Article by Staff Writer

INVESTMENT in North Sea oil and gas has fallen by approximately £7bn (US$9.8bn) despite cost-reducing efforts, according to an industry body survey report.

Oil and Gas UK reports that the industry is expected to approve less than £1bn to spend on new projects, compared to a typical figure of around £8bn/y over the last five years. The body has called on the UK government for reforms on the special taxes paid by the industry to attract investment and minimise capacity loss during the downturn.

The body’s 2016 Activity Survey suggests the downturn was occurring despite efforts to improve efficiency and reduce operating costs.

The oil price has fallen from over US$100/bbl in 2014 to a low of under US$21/bbl in 2015. The oil price is currently under US$35/bbl.

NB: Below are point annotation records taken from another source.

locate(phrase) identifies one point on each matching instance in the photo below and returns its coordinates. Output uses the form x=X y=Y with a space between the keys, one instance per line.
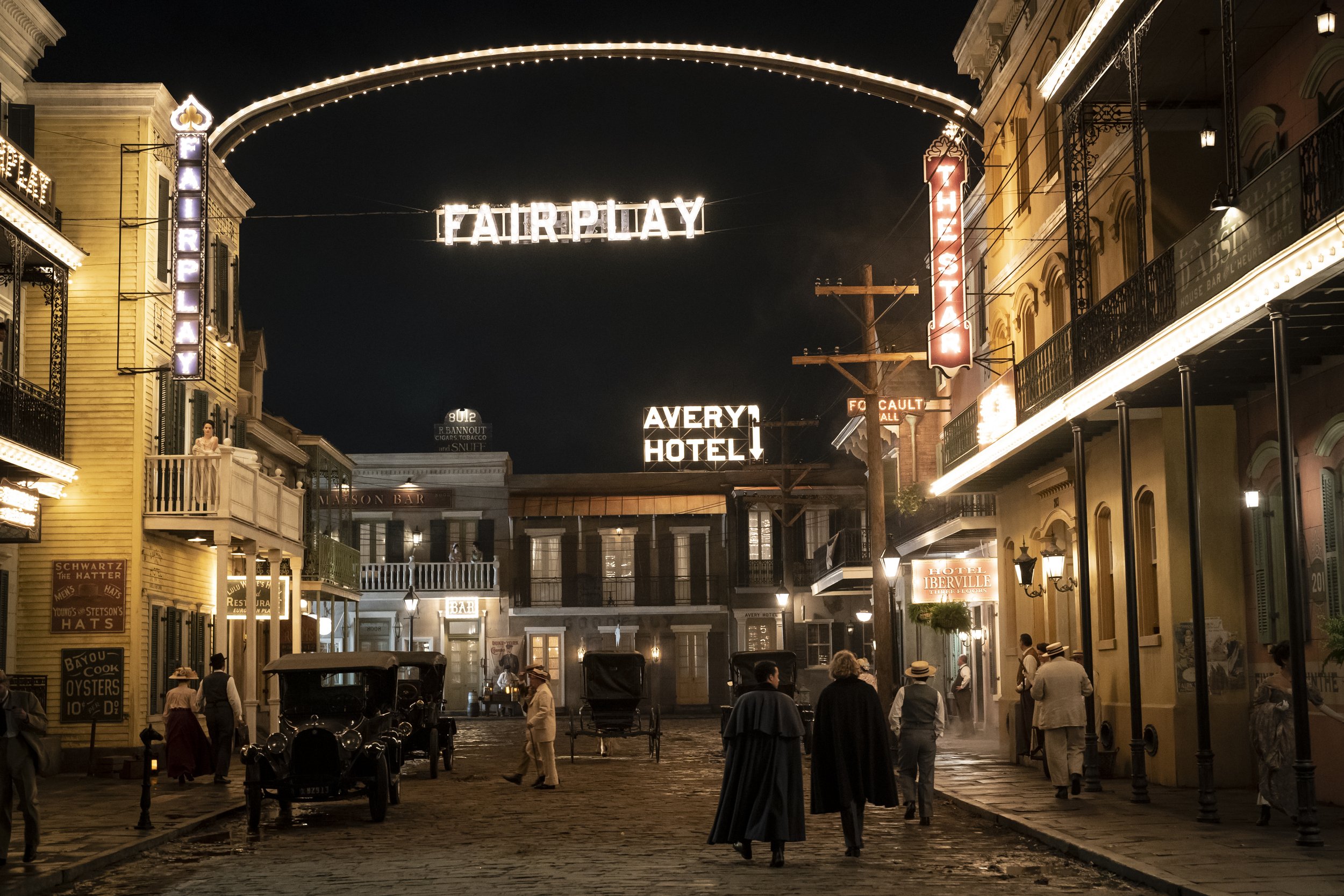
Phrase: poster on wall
x=1226 y=657
x=506 y=652
x=88 y=596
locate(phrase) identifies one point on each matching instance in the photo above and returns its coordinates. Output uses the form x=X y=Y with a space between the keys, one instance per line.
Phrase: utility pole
x=877 y=369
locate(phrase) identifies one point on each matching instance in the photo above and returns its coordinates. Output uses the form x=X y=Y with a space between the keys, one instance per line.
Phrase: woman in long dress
x=1273 y=735
x=189 y=751
x=206 y=469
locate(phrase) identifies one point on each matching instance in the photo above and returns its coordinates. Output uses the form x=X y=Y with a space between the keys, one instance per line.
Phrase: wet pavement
x=617 y=825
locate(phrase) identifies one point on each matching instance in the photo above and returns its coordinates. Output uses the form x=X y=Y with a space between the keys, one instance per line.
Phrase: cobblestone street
x=619 y=825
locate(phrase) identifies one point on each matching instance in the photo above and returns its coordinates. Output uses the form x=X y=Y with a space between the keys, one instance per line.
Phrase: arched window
x=1105 y=577
x=1127 y=229
x=1331 y=532
x=1146 y=537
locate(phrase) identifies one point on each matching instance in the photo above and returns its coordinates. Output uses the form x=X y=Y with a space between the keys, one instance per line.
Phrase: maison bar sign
x=580 y=221
x=463 y=432
x=702 y=437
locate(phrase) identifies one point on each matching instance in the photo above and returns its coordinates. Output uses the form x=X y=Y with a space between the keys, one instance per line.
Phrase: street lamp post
x=891 y=569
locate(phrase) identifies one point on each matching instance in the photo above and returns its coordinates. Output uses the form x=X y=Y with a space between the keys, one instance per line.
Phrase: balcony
x=221 y=492
x=468 y=577
x=624 y=591
x=331 y=562
x=31 y=415
x=843 y=564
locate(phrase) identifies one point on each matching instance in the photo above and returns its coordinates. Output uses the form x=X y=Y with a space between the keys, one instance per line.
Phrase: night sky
x=374 y=331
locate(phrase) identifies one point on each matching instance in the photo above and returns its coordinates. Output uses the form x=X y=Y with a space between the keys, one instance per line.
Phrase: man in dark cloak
x=851 y=762
x=762 y=770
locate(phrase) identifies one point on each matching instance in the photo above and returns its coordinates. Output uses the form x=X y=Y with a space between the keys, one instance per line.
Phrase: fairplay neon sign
x=580 y=221
x=702 y=437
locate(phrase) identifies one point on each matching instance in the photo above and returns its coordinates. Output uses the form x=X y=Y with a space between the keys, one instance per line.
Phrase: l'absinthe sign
x=949 y=331
x=580 y=221
x=702 y=437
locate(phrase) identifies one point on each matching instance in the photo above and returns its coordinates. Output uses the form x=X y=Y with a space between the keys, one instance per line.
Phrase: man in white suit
x=1062 y=714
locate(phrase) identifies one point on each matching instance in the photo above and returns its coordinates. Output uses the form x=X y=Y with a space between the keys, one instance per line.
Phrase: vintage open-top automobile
x=420 y=703
x=339 y=734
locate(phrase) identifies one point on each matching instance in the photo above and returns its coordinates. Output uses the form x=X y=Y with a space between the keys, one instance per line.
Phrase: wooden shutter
x=485 y=539
x=1331 y=510
x=199 y=413
x=1262 y=572
x=397 y=542
x=439 y=540
x=162 y=229
x=23 y=127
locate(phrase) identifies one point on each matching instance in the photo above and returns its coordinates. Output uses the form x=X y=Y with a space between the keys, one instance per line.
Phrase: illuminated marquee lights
x=573 y=224
x=709 y=437
x=949 y=331
x=190 y=121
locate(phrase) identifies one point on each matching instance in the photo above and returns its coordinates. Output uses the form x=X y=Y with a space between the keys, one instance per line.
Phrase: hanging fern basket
x=944 y=618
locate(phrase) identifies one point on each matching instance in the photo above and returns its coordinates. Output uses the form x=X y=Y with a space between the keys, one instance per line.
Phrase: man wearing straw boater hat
x=1061 y=714
x=541 y=733
x=918 y=718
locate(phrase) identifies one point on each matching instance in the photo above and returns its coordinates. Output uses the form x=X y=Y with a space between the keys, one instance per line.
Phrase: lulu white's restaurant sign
x=190 y=121
x=996 y=410
x=955 y=579
x=949 y=331
x=700 y=437
x=890 y=410
x=580 y=221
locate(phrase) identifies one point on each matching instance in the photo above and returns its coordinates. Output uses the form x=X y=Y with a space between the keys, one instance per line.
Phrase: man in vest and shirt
x=918 y=716
x=541 y=734
x=22 y=759
x=224 y=714
x=1062 y=714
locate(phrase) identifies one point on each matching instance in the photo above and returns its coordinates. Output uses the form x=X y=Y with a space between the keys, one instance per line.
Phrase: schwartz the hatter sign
x=88 y=596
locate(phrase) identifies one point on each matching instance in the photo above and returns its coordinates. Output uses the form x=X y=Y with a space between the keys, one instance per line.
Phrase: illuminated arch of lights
x=262 y=113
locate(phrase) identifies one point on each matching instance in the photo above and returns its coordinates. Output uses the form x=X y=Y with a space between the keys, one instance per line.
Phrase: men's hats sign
x=88 y=596
x=463 y=432
x=92 y=684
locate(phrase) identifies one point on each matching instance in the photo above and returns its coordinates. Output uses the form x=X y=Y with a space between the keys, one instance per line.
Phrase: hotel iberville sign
x=955 y=579
x=88 y=596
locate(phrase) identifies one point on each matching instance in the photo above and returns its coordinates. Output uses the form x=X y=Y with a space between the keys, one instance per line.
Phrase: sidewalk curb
x=50 y=880
x=1112 y=862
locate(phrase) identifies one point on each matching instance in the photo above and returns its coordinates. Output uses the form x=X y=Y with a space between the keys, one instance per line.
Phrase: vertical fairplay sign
x=949 y=331
x=190 y=123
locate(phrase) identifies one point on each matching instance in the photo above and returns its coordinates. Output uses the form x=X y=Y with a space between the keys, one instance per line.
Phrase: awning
x=616 y=504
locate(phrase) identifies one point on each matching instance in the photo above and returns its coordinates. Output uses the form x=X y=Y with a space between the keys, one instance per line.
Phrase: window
x=545 y=650
x=1329 y=518
x=1105 y=577
x=1146 y=535
x=373 y=542
x=692 y=668
x=1022 y=131
x=760 y=534
x=819 y=644
x=816 y=529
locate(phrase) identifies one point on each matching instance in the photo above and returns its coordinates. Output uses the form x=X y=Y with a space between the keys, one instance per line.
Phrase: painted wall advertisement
x=88 y=596
x=92 y=684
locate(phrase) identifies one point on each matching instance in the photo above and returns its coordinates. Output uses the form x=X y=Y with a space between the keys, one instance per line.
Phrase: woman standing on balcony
x=206 y=470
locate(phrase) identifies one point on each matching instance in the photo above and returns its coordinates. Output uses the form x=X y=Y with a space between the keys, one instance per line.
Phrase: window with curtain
x=1105 y=577
x=760 y=534
x=1146 y=537
x=1331 y=536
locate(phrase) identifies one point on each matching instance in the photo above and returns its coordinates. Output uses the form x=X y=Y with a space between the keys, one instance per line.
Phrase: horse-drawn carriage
x=420 y=701
x=744 y=682
x=614 y=684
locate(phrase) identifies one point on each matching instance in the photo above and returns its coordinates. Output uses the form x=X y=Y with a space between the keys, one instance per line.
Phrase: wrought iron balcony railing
x=619 y=591
x=328 y=561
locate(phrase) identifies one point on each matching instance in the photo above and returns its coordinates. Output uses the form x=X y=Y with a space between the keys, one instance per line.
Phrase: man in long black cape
x=851 y=752
x=762 y=770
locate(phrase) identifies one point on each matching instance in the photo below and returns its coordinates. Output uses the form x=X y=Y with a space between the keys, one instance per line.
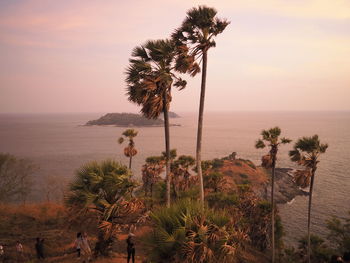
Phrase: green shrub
x=185 y=233
x=222 y=200
x=246 y=181
x=243 y=176
x=217 y=163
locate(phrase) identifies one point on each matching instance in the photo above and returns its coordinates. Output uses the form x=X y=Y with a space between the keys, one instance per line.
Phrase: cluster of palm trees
x=306 y=152
x=155 y=68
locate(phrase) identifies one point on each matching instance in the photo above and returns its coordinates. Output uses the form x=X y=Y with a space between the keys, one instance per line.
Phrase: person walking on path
x=39 y=247
x=85 y=248
x=2 y=253
x=130 y=248
x=19 y=252
x=78 y=244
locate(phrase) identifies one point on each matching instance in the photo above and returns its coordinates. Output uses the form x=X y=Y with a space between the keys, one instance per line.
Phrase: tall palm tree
x=150 y=77
x=271 y=138
x=130 y=150
x=306 y=152
x=102 y=189
x=194 y=38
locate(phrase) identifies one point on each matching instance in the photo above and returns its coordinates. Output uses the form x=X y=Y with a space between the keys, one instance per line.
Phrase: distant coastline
x=129 y=120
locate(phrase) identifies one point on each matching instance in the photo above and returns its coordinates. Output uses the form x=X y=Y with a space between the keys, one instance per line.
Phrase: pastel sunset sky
x=70 y=56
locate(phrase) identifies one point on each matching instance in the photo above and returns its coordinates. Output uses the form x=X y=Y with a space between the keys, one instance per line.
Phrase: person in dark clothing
x=130 y=248
x=346 y=257
x=78 y=243
x=336 y=259
x=39 y=247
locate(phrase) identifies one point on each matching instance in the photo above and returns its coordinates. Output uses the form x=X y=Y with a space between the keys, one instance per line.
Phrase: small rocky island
x=128 y=120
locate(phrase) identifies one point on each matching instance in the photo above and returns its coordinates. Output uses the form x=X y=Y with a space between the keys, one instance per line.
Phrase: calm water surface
x=59 y=144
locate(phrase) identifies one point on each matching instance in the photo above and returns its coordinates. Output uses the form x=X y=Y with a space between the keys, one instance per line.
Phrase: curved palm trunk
x=273 y=210
x=200 y=127
x=167 y=148
x=309 y=215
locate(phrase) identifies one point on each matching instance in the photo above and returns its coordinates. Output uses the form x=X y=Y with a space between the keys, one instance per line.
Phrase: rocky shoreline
x=285 y=188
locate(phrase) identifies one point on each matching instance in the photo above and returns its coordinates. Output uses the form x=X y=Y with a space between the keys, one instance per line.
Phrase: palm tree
x=184 y=162
x=194 y=38
x=150 y=77
x=151 y=171
x=306 y=152
x=130 y=150
x=102 y=189
x=271 y=137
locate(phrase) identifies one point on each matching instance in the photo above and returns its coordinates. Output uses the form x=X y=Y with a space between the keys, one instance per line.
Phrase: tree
x=150 y=77
x=271 y=137
x=306 y=152
x=16 y=177
x=194 y=38
x=151 y=171
x=102 y=190
x=186 y=232
x=214 y=181
x=130 y=150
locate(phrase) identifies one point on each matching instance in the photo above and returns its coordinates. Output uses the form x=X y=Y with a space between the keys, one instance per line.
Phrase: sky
x=70 y=55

The reports suggests that if the price remains at around US$30/bbl or lower throughout 2016, around half of the UK Continental Shelf (UKCS) oil fields are likely to operate at a loss, thereby deterring further exploration and capital investment.

Deirdre Michie, CEO of Oil & Gas UK, said, “The UKCS is entering a phase of ‘super maturity’. The report highlights the challenges that the falling oil price poses in our capability to maximise economic recovery of the UK’s offshore oil and gas.

“A coherent approach by the industry, regulator and government will be critical to boost the industry’s competitiveness and its investors’ confidence.”

The report also suggests that decommissioning of rigs is accelerating. The body expects 20% of the UKCS oil fields to cease production between 2015 and 2020, as more projects continue to lose commercial viability in the current climate.

The Scottish and UK governments recently announced a £250m “city deal” investment for the Aberdeen industry to reinvigorate North Sea oil.

Michie added, “We need a highly competitive, low tax, high activity province, which is attractive to a variety of operators. It is absolutely crucial that the recently announced Aberdeen City Region Deal, which will help support the industry in the longer term, is accompanied by the right signals in relation to the tax regime.”